Pharmac is being accused of imposing a death sentence on some patients by refusing to approve funding for an expensive medicine.
The Organisation for Rare Disorders, Lysosomal Diseases New Zealand and the Muscular Dystrophy Association launched a campaign on Tuesday for better access to medicines for those with rare diseases.
Lysosomal diseases are caused by an enzyme deficiency, and the medicines used to treat them - enzyme replacement therapy (ERT) -can cost $500,000 per patient per year.
Masterton mother-of-three Allyson Lock told Nine to Noon she is one of four people in New Zealand with Pompe, a neuromuscular disease.
Pharmac says it will not fund treatment costing $500,000 per year for her alone.
Ms Lock said the Government's drug-buying agency has told her it has the money to fund the drug for the first year, but not necessarily for longer.

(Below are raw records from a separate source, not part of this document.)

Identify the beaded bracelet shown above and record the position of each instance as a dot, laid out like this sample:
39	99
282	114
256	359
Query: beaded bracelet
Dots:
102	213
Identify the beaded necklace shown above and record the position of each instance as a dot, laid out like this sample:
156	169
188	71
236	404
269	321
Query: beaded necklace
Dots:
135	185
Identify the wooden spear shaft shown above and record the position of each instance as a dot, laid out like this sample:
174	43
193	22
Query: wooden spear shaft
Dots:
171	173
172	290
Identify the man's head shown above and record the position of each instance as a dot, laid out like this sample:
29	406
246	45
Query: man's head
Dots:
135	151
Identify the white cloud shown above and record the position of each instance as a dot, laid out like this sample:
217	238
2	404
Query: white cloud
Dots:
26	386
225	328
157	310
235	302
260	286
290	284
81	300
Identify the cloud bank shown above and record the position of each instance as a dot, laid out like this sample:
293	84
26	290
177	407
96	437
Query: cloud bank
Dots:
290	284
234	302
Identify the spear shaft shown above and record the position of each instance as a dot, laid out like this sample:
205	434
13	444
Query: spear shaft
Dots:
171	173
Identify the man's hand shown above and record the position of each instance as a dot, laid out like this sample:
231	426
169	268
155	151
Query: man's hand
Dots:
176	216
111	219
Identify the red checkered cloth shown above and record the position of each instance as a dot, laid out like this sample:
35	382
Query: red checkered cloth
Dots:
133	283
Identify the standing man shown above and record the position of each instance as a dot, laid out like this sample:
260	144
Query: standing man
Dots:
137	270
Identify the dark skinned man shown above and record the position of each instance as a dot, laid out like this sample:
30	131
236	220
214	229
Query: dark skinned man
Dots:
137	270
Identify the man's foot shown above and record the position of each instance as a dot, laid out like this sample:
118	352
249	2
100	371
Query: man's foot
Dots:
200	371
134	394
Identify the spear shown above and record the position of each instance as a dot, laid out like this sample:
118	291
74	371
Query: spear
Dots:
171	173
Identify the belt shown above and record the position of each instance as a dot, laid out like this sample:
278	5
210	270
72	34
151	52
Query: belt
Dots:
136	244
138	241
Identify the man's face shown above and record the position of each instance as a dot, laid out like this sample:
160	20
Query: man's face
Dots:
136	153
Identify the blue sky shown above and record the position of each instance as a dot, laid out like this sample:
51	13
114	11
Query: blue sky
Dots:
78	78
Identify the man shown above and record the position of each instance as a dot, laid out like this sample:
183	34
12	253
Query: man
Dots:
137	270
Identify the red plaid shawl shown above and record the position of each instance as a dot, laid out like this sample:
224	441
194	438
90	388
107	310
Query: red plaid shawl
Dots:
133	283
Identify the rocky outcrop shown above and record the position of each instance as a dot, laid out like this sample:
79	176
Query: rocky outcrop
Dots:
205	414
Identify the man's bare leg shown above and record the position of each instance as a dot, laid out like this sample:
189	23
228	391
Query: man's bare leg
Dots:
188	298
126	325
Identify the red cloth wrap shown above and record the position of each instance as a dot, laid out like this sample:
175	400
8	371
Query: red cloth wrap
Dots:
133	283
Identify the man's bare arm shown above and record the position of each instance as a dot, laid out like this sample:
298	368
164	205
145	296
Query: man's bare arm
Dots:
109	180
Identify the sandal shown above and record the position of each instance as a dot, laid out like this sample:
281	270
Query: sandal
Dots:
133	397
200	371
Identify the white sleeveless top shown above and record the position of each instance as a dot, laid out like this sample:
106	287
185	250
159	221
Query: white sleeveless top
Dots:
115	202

"They were worried that it would blow the budget for next year so they declined me, at the same time admitting that there was no other medication and that this medication would help me.
"So, effectively, they've given me a death sentence - because without the medication, I will die."
The head of the Organisation for Rare Disorders, John Forman, says a major drug supplier was set to do a deal, but it fizzled.
"We understand that there would be a significant discount on the total costs of treating all patients, so that the average cost per patient would come down considerably and that's an offer which is apparently on the table, but which had been rejected by Pharmac.
Pharmac medical director Peter Moodie says the treatment sought by Mrs Locke was not only expensive, but there was a lack of evidence it would work.
"When you're going to spend a lot of money, it does focus your mind and it makes you ask the question 'What is the evidence that this drug will do good'".
Pharmac says the diseases are tragic and there may not always be a magic bullet to fix them.
However, an Auckland doctor says medicines used to treat rare, genetically inherited diseases certainly work, but are costly.
Metabolic paediatrician Callum Wilson says there are about 40 of the diseases and enzyme replacement therapy works for about 10.
Dr Wilson says this sort of therapy can be very effective, but is not always.
"The literature suggests that in the short to medium term, they work quite well - very well in some patients - we just haven't got long-term (10 to 20-year) data on them.
"But they main reason they're not being funded is because they're too expensive - not because they don't work."